La realidad fue mucho más prosaica. Lo demuestra un trabajo de Yolanda Morató –Manuel Chaves Nogales. Los años perdidos (1940-1944)–, publicado hace meses por Renacimiento. Morató impugna en él parte de las conclusiones de la biógrafa del escritor sevillano, donde se sustenta el gran retrato heroico. La verdadera aportación del libro, sin embargo, no reside en los mentís a Cintas. Consiste en haber desvelado que, en su exilio británico, al que llegó tras marcharse de una Francia postrada ante el nazismo, Chaves no tuvo más remedio (para sobrevivir) que dejar de lado su independencia y posicionarse –como propagandista a sueldo– con las filas del bando aliado, trabajando para el Gobierno británico en una especie del Ministerio de la Verdad de Orwell. Una elección comprensible –era una guerra y Chaves fue una más de sus víctimas– pero que desmonta la imagen sin mácula que muchos continúan agitando para colarse, o no dejar de salir, en la foto. Se trata de un episodio capital porque humaniza al verdadero Chaves Nogales, ahorrándole el quinario de convertirse en una estatua.

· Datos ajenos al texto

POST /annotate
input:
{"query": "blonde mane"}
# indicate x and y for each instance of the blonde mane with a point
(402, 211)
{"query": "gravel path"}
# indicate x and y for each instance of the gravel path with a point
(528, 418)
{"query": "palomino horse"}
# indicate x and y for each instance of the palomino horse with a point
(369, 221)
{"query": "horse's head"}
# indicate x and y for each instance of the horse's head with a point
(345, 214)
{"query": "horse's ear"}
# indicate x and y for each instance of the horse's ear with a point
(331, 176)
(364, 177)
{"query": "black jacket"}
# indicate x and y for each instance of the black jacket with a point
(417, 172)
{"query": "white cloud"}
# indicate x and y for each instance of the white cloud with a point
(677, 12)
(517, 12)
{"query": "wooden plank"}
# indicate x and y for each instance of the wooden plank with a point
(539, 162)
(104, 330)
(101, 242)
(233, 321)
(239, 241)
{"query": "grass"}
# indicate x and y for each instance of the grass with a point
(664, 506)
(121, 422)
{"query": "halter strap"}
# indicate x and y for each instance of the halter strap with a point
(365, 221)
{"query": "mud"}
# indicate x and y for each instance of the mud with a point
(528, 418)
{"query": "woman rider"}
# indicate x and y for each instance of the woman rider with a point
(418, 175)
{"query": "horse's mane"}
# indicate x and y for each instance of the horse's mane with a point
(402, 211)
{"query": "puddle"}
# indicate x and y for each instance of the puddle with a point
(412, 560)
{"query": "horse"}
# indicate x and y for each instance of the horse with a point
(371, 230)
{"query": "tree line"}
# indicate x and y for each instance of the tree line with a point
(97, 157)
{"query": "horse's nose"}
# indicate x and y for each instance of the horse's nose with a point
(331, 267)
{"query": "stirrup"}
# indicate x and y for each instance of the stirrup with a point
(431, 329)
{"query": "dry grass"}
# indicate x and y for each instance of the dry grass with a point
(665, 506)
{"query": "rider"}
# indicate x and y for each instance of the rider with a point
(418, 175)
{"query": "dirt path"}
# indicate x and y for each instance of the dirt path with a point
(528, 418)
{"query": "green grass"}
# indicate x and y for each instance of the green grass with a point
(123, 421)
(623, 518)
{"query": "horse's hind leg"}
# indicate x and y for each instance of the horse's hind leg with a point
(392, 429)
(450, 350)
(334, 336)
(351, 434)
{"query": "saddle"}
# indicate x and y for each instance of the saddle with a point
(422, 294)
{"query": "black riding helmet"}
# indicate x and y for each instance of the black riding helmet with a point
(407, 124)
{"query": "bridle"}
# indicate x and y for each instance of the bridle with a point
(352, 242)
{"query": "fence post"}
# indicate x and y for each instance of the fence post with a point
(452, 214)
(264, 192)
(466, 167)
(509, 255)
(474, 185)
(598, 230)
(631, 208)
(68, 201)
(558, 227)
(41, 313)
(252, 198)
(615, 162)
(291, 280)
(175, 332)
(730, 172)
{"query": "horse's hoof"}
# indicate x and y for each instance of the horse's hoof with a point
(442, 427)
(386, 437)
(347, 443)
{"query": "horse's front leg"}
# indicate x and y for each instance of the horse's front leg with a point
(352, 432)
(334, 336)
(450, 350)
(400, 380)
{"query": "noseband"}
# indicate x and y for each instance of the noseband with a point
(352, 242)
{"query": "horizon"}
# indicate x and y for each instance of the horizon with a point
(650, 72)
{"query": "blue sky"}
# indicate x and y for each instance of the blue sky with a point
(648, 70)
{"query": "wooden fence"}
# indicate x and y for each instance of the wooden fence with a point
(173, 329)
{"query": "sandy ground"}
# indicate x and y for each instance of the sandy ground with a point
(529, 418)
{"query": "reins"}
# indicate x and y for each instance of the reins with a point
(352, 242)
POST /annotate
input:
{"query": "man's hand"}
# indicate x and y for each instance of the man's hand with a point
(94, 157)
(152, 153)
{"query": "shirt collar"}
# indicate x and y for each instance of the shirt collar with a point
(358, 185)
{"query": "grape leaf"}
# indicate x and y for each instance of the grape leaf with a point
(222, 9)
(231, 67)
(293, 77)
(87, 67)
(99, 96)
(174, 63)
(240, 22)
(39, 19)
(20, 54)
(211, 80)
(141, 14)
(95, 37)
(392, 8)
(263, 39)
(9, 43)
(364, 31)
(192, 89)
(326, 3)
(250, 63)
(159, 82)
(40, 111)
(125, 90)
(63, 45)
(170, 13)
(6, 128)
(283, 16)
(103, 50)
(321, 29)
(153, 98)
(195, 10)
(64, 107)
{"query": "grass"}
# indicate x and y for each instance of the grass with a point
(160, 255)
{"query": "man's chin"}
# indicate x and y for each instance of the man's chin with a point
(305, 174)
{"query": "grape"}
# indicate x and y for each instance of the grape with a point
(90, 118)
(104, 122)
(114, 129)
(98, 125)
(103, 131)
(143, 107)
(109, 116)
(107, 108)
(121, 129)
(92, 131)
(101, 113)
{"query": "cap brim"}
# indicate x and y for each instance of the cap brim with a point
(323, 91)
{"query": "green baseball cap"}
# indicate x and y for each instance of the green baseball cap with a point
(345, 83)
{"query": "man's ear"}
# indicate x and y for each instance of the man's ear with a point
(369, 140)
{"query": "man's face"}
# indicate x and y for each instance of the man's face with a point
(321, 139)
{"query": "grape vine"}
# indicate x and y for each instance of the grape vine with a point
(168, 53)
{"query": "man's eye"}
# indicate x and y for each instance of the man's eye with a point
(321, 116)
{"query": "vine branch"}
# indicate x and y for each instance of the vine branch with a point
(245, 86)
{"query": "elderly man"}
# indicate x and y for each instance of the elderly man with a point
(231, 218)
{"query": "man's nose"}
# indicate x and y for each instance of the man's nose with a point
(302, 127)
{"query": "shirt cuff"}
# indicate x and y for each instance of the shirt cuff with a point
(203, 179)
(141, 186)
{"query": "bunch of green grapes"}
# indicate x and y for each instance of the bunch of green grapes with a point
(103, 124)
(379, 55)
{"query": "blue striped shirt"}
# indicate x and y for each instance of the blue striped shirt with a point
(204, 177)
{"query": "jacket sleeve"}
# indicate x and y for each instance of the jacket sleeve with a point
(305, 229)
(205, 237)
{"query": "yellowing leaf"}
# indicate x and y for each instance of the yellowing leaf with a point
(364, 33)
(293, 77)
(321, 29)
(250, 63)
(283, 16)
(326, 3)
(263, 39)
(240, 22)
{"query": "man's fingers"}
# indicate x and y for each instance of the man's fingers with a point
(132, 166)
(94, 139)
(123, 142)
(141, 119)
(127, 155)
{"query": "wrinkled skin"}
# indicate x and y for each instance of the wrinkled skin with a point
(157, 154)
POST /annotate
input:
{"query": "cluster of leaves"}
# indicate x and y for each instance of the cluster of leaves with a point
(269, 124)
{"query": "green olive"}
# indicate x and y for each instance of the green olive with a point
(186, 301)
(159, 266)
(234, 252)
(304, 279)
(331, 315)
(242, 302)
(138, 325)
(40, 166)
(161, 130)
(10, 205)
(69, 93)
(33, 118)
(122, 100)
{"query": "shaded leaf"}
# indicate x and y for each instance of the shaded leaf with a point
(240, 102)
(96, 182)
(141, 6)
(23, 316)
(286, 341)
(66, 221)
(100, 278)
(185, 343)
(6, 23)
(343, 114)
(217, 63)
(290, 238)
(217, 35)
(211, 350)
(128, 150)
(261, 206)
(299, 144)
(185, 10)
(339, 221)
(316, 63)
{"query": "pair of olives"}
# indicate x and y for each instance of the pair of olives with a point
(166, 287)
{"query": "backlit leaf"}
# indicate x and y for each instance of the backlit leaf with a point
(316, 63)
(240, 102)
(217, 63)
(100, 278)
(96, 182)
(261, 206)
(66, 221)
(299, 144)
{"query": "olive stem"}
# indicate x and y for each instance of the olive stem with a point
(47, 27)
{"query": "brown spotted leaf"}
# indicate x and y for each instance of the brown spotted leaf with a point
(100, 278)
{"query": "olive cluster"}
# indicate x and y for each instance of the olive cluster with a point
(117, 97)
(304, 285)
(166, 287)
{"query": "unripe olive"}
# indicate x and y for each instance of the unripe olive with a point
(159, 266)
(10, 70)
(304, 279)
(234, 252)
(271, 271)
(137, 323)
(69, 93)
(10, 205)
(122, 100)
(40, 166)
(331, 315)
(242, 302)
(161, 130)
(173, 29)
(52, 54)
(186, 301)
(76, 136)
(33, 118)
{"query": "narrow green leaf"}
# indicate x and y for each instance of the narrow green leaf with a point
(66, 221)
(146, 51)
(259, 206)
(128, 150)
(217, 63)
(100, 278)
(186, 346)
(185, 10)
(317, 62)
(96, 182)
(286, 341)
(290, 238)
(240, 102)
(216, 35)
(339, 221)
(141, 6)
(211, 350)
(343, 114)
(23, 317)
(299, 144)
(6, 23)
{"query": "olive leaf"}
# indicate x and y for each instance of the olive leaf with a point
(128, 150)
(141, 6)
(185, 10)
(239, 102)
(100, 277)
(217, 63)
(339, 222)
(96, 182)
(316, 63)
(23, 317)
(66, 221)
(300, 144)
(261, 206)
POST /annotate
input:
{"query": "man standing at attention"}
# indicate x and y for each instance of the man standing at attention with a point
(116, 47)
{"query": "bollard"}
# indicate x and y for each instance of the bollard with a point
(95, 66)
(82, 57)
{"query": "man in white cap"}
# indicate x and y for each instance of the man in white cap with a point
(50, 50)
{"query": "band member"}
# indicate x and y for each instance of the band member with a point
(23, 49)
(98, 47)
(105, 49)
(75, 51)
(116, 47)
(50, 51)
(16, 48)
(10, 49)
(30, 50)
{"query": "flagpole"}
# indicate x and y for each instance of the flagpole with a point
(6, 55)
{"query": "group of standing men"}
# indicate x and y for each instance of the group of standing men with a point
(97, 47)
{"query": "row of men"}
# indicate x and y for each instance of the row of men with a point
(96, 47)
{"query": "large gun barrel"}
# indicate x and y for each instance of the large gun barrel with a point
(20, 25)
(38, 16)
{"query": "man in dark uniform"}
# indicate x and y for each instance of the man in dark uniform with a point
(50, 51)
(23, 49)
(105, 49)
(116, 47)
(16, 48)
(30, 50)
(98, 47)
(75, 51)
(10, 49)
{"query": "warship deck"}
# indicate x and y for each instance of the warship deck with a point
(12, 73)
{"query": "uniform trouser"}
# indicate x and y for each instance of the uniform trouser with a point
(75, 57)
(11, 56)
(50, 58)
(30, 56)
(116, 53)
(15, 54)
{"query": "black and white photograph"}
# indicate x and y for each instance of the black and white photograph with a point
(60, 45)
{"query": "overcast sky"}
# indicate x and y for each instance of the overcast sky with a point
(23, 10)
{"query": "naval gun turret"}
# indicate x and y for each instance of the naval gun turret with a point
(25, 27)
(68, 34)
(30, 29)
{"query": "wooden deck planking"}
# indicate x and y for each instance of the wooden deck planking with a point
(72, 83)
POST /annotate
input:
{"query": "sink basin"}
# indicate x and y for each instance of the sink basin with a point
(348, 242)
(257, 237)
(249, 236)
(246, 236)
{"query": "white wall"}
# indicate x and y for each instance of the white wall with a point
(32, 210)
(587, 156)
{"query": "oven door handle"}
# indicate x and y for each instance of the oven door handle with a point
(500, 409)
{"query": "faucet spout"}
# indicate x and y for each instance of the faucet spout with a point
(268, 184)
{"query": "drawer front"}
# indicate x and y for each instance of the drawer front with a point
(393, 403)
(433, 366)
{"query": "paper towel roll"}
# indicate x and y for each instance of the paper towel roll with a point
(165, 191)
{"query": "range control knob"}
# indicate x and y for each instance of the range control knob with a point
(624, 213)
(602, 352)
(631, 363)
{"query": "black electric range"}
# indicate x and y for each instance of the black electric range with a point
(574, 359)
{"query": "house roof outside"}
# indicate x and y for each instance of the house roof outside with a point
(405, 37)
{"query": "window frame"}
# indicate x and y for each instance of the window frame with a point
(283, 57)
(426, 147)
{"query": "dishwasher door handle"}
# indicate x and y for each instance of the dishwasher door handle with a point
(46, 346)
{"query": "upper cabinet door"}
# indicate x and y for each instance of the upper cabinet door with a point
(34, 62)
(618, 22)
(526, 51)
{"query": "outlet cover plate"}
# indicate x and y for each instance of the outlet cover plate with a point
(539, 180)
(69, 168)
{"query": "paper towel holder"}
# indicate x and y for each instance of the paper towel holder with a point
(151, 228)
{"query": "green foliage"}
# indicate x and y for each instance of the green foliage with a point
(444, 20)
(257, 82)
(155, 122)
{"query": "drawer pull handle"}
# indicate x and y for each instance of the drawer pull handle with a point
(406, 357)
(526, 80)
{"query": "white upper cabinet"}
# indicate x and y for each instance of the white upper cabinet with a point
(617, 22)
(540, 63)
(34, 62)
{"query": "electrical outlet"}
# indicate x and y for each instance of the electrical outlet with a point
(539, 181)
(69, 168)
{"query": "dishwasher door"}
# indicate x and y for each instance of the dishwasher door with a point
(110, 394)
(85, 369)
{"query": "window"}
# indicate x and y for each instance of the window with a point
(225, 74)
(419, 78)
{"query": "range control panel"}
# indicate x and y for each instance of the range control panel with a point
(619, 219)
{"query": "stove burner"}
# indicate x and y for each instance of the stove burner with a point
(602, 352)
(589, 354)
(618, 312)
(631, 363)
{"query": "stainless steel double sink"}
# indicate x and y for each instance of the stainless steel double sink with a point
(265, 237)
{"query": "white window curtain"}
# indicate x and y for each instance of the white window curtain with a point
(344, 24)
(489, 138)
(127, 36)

La grandeza de su literatura no queda empañada por las circunstancias de este tempranísimo crepúsculo. Pero éstas sí nos previenen contra tantos pregoneros interesados: un periodista independiente primero debe querer serlo –cosa que no siempre ocurre– y, en segundo término, tiene que poder serlo. No es tarea fácil. Los mitos no existen. Ya es hora de que –como escribió Manuel Vicent en el artículo con el que ganó el Premio González Ruano– muchos dejen de poner sus (interesadas) manos sobre Chaves Nogales. El mejor homenaje es leerlo. Y comprender que la dignidad moral no es un atributo de los héroes, sino una costumbre de algunos hombres terrestres. Un escritor sólo pertenece a quien lo lee. No es de nadie más.